WLCG-OSG-EGEE Ops' Minutes Mon 01 Mar 2010

Summary

Incident affecting Apel central services completely recovered.
Tuesday 2nd is the last days for sites to upgrade CAs before alarms are raised.
FTS version 2.2.3 (SL4) released to production

Attendance

EGEE

  • Asia Pacific ROC: ShuTing Liao
  • Canadian ROC: Di Qing
  • Central Europe ROC: Malgorzata Krakowian
  • OCC / CERN ROC: Antonio Retico, Nick Thackray
  • French ROC: Pierre Girard, Osman Aidel
  • German/Swiss ROC: Angela Poschlad
  • Italian ROC: Alessandro Paolini
  • Latin American ROC: Renato Santana
  • ROC IGALC: Ramon Diacovo
  • Northern Europe ROC: Ron Trompert
  • Russian ROC: Lev Shamardin, Victor Edneral
  • South East Europe ROC: Marios
  • South West Europe ROC: Christian Neissner, Gonzalo Merino
  • UK/Ireland ROC: Jeremy Coles
  • GGUS: Torsten Antoni, Helmut Dres
  • GOCDB:

WLCG Tier 1 Sites

  • ASGC: ShuTing Liao
  • BNL: Absent
  • CERN site: Harry Renshall
  • FNAL: Joe Kaiser
  • FZK: Angela Poschlad
  • IN2P3: Pierre Girard
  • INFN: Alessandro
  • NDGF: Leif
  • PIC: Gonzalo
  • RAL: Gareth Smith
  • SARA/NIKHEF: Absent
  • TRIUMF: Absent

Feedback on Last Week's Minutes

None was given.

EGEE Items

Grid Operator Hand Over on Duty

  c-COD Team
From ROC France
To ROC Central Europe

  • Report from cCOD:

See report attached to the Agenda.

Apel failures

Comments: David (SWE): For the sites in SWE the issues are local and highly technical, therefore raised to the developers support. A timeline for the fix is not available yet. Nick: should the time for solution grow longer than one week is advisable to put the sites in maintenance in order to reduce noise

MPI failures

Cyril commented to the failure observed in the MPI tests. He wasn't looking at the results directly, so he cannot answer on the existence of trends in the failures

James noticed that from discussions held in the SAM --> Nagios transition context an evaluation was made and the sites failing the MPI tests seem now to be reduced to around five/six. It was noticed however that Nagios is not ready yet to test MPI. A timelline for this feature has been set in a week from now, which makes Isabel happy

Sites Considered For Suspension

Pilot Services Reports and Issues

gLite Release News

gLite 3.1 Update 61 introduces, among others, the long awaited FTS version 2.2.3. of particular interest for the sites also the new version of the host certificate of lcg-voms.cern.ch

A new bundle of patches on the 3.1 baseline is being processed these days. Tasks for the early adopters sites will be opened tomorrow.
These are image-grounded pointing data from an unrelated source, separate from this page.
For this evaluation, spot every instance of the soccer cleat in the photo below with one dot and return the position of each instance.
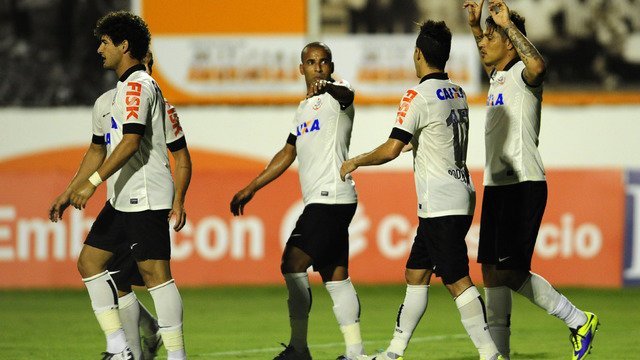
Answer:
(150, 346)
(582, 337)
(386, 355)
(290, 353)
(125, 354)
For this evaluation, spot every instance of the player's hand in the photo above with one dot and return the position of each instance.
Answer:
(82, 194)
(240, 200)
(318, 87)
(474, 11)
(499, 12)
(346, 168)
(177, 212)
(58, 206)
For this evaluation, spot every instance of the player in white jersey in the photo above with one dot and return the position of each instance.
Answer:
(515, 192)
(319, 138)
(434, 118)
(135, 317)
(132, 156)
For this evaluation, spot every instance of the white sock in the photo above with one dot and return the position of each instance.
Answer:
(299, 303)
(540, 292)
(148, 324)
(168, 303)
(410, 312)
(474, 320)
(104, 301)
(498, 301)
(129, 312)
(346, 307)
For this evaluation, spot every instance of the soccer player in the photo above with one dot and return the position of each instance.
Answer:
(434, 118)
(132, 155)
(320, 139)
(515, 193)
(136, 319)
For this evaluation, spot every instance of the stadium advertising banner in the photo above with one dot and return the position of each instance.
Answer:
(632, 229)
(250, 61)
(40, 150)
(578, 231)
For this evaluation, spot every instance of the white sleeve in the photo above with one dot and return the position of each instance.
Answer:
(173, 130)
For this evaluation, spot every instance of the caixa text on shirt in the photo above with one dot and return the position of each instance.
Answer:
(308, 126)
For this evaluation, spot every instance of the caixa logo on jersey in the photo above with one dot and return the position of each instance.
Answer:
(631, 274)
(493, 100)
(308, 126)
(450, 93)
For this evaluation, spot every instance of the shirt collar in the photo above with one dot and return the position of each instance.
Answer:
(439, 76)
(131, 70)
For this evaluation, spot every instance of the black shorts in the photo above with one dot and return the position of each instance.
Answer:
(146, 233)
(322, 232)
(124, 269)
(439, 246)
(511, 217)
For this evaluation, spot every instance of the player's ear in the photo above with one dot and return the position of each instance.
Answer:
(124, 45)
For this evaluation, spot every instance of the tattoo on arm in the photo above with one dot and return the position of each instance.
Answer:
(523, 46)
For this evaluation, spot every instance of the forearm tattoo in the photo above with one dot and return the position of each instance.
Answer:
(524, 47)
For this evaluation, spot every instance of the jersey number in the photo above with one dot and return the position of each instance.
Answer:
(459, 121)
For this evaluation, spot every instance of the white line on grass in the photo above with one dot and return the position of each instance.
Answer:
(328, 345)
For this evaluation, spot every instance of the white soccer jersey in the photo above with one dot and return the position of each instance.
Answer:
(512, 129)
(434, 115)
(323, 134)
(144, 182)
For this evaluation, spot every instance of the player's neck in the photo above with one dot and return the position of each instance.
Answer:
(427, 70)
(124, 65)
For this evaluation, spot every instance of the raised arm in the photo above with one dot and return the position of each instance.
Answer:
(278, 164)
(474, 11)
(182, 178)
(380, 155)
(535, 67)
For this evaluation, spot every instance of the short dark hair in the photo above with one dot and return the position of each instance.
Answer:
(516, 19)
(123, 25)
(316, 44)
(434, 41)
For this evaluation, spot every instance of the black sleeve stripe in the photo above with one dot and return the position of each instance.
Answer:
(133, 129)
(97, 139)
(177, 145)
(291, 139)
(401, 135)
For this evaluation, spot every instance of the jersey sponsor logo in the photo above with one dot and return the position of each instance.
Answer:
(450, 93)
(404, 105)
(107, 136)
(308, 126)
(495, 100)
(175, 120)
(318, 104)
(133, 99)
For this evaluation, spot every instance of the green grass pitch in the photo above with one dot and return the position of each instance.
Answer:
(250, 322)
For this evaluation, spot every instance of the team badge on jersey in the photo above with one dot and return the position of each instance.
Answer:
(317, 104)
(405, 103)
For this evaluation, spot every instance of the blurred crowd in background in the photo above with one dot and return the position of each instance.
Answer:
(48, 52)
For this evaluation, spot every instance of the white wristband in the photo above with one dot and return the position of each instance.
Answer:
(95, 179)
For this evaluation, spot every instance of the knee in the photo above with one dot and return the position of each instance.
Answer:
(87, 267)
(417, 277)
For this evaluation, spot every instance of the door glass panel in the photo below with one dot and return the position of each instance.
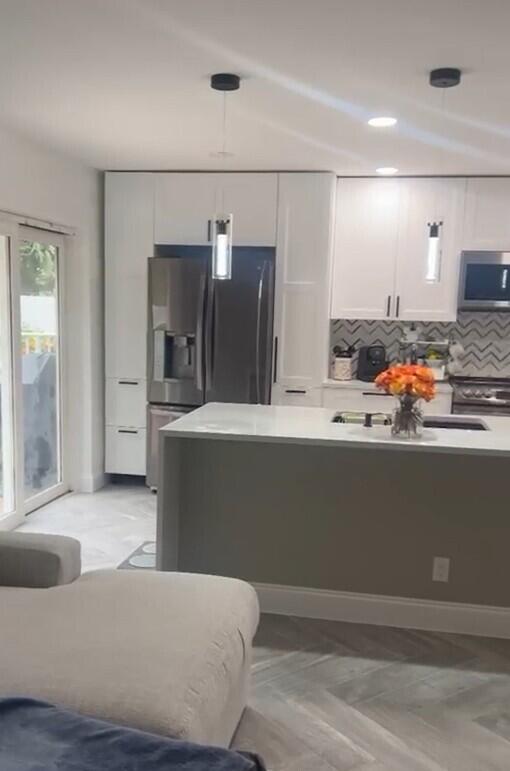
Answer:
(40, 366)
(7, 454)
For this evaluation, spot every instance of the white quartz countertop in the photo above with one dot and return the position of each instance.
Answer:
(313, 426)
(442, 386)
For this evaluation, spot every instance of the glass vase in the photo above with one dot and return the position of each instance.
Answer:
(407, 417)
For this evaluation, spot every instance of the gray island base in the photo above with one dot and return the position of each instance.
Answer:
(280, 496)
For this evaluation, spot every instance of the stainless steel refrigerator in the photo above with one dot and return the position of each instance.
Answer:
(208, 340)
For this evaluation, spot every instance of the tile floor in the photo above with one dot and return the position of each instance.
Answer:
(332, 696)
(110, 524)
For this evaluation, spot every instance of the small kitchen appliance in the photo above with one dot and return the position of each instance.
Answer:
(372, 360)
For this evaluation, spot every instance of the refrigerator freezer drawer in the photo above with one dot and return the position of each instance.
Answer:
(125, 450)
(126, 402)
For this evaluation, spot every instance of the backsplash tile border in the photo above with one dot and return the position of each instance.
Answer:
(485, 337)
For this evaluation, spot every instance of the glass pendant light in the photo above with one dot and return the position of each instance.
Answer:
(222, 223)
(433, 271)
(222, 247)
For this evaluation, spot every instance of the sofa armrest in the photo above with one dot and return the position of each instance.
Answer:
(38, 561)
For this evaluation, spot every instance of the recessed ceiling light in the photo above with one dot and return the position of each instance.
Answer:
(382, 122)
(386, 171)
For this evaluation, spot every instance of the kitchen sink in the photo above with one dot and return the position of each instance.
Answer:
(460, 424)
(430, 421)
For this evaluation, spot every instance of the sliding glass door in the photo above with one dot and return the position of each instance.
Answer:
(39, 305)
(31, 454)
(9, 479)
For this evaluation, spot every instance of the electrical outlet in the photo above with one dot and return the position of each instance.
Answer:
(441, 569)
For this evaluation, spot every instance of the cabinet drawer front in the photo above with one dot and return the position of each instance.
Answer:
(126, 402)
(297, 396)
(125, 450)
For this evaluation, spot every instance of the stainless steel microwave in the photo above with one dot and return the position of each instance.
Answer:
(484, 281)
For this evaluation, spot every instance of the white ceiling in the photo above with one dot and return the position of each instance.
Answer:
(123, 84)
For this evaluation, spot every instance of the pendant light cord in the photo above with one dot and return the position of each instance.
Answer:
(224, 147)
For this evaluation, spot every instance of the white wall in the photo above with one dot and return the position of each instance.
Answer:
(37, 182)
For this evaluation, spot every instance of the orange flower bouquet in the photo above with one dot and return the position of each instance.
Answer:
(409, 383)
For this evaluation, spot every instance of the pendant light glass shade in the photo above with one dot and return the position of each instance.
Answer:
(433, 270)
(222, 247)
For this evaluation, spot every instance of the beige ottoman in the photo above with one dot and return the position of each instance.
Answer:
(164, 652)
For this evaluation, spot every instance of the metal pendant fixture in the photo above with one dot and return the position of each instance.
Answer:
(433, 272)
(222, 223)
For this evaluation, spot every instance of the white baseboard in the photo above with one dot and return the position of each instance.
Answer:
(90, 483)
(481, 620)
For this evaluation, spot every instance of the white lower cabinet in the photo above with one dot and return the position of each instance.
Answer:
(345, 399)
(296, 396)
(126, 402)
(125, 450)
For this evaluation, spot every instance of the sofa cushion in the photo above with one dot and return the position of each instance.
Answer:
(163, 652)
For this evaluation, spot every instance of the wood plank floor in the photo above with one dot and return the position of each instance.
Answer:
(330, 696)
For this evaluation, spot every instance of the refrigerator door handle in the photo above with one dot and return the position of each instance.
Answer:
(199, 356)
(158, 367)
(257, 339)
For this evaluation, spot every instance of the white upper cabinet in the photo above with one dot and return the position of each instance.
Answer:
(185, 203)
(366, 239)
(384, 265)
(129, 242)
(305, 214)
(252, 201)
(487, 218)
(427, 270)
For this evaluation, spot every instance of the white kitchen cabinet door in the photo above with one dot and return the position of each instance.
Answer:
(303, 257)
(125, 450)
(487, 216)
(252, 201)
(129, 242)
(366, 240)
(426, 288)
(184, 205)
(126, 402)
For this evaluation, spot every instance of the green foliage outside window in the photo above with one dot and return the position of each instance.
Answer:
(38, 268)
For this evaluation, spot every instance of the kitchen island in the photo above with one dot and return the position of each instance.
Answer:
(287, 499)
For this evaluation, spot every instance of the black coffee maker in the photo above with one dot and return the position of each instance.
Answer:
(372, 360)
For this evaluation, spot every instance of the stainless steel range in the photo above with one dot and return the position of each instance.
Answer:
(481, 396)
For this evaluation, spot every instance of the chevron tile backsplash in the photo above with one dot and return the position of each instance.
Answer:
(484, 336)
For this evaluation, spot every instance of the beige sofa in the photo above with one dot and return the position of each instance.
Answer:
(164, 652)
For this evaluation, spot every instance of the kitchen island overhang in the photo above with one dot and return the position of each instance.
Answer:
(283, 496)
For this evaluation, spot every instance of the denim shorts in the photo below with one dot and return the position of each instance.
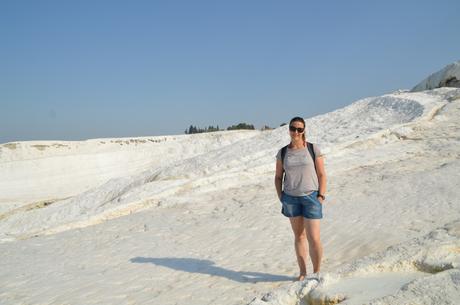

EGEE Items From ROC Reports

  • ROC SWE: Lots of open tickets related to APEL. There are basically small, quite unresponsive sites affected. ROC will provide a document with a timeline to solve the problems of those sites.
    the ROC will undertake appropriate action

  • ROC SWE: On behalf of Mario David, once more the discussion on HEPSPEC06 was raised:
    1. As a question of principles, can EGEE/EGI force sites to install non-free software?
    Nick
    EGEE perhaps can't, EGI may want to, this is a question eventually to be brought up at the EGI transition meeting
    1. Related to this, upcoming sites might want tables of published HEPSPEC06 values related to specific hardware in order to use that reference instead of running the benchmark in their computing back-end.
    Nick
    this is against the principle itself of of benchmarking and these tables have in the past to contain largely incorrect and sometimes biased values. The fear was expressed that the imposition of a non-free software may become a precedent in the infrastructure. This is understandable but I think that it would be counter-productive for EGI to go along this line. Furthermore this risk is too theoretical to be discussed in this session. It would be like to infer that having a police causes necessarily a country to evolve into a state of police_
    _Renato Santana (ROC_LA) reminded that durign one of the recent SA1 coordination meeting it was decided to set a deadline for the sites to run the benchmark. HE asks for this deadline to be clarified as it is difficult for the sites to go through the needed bureaucracy. Nick will investigate and reply

Migration from SAM to Nagios

Link
https://cic.gridops.org/index.php?section=roc&page=broadcast_archive&step=2&typeb=C&idbroadcast=45487

James: the tests results were evaluated byy the ROD team. Issues were raised, some were new (e.g. the need for MPI testing), other corresponding to already tracked bugs. However the overall feedback was positive modulo some physiological fluctuations in the result comparison and there were no showstoppers. So this morning Cyrill flipped the big switch at around 11 AM and now the alarms from the dashboard are generated by Nagios tests. Availability records will be still calculated with SAM tests for the month of March and the resulting figures compared to those generated by Nagios. If they look compatible the report will be fed by Magios already in April. otherwise the exercise will be repeated.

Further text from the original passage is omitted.